Create a job on the inter queue. You will need to search for the node with the least heavy traffic. The following command searches for that node and launches on it directly. Make sure you replace <your_project_code
with the correct code.
bsub -q inter -P <your_project_code> -m $(cat <(lsload -w | grep ok | grep -m 1 worker-i | awk '{print $1}')) -Is bash
When this is ready you will see:
Job <job_id> is submitted to queue <inter>.
<<Waiting for dispatch ...>>
<<Starting on lsfworker-<COMPUTE_NODE>.helix.prod.aws.gel.ac>>
Take note of the COMPUTE_NODE. You will need this later.
Now activate the anaconda environment and launch your Jupyter Lab session:
source /resources/conda/miniconda3/bin/activate
conda activate 2022_base
jupyter lab --no-browser --ip="*" --port=REMOTE_PORT
By default Jupyter Lab will run on port 8888, which is the same default port used by a number of other tools such as Jupyter Notebooks and RStudio. You should choose your own port number between 8000 and 9000 to ensure access to other tools.

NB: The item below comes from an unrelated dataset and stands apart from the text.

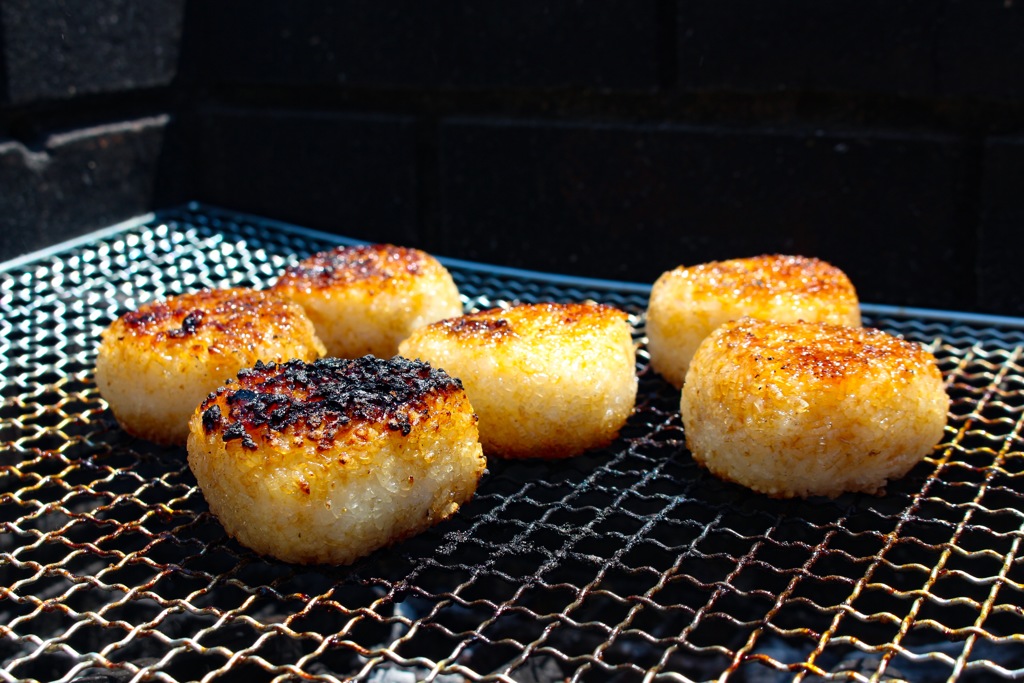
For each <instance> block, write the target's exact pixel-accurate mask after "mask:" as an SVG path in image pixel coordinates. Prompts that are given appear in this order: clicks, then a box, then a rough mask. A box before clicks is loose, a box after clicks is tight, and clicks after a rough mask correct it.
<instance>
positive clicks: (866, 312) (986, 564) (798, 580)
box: [0, 207, 1024, 683]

Once the Jupyter Lab session has been launched you will see:
Connecting to your HPC session within the Research Environment¶
You will need to create a tunnel session to the compute node. Open a new terminal, keeping the other one open.
Establish the SSH tunnel:
ssh -4 -L <PORT>:lsfworker-<COMPUTE_NODE>.helix.prod.aws.gel.ac:<PORT> <username>@lsflogin-helix0.helix.prod.aws.gel.ac
In the above command <username>@lsflogin-helix0.helix.prod.aws.gel.ac
will be your usual HPC login.
And enter your password
Now launch Firefox. Go back to the first terminal you had open, copy the URL and paste it into Firefox. The URL will look like http://127.0.0.1:REMOTE_PORT/lab?token=TOKEN
Now you can work with Jupyter.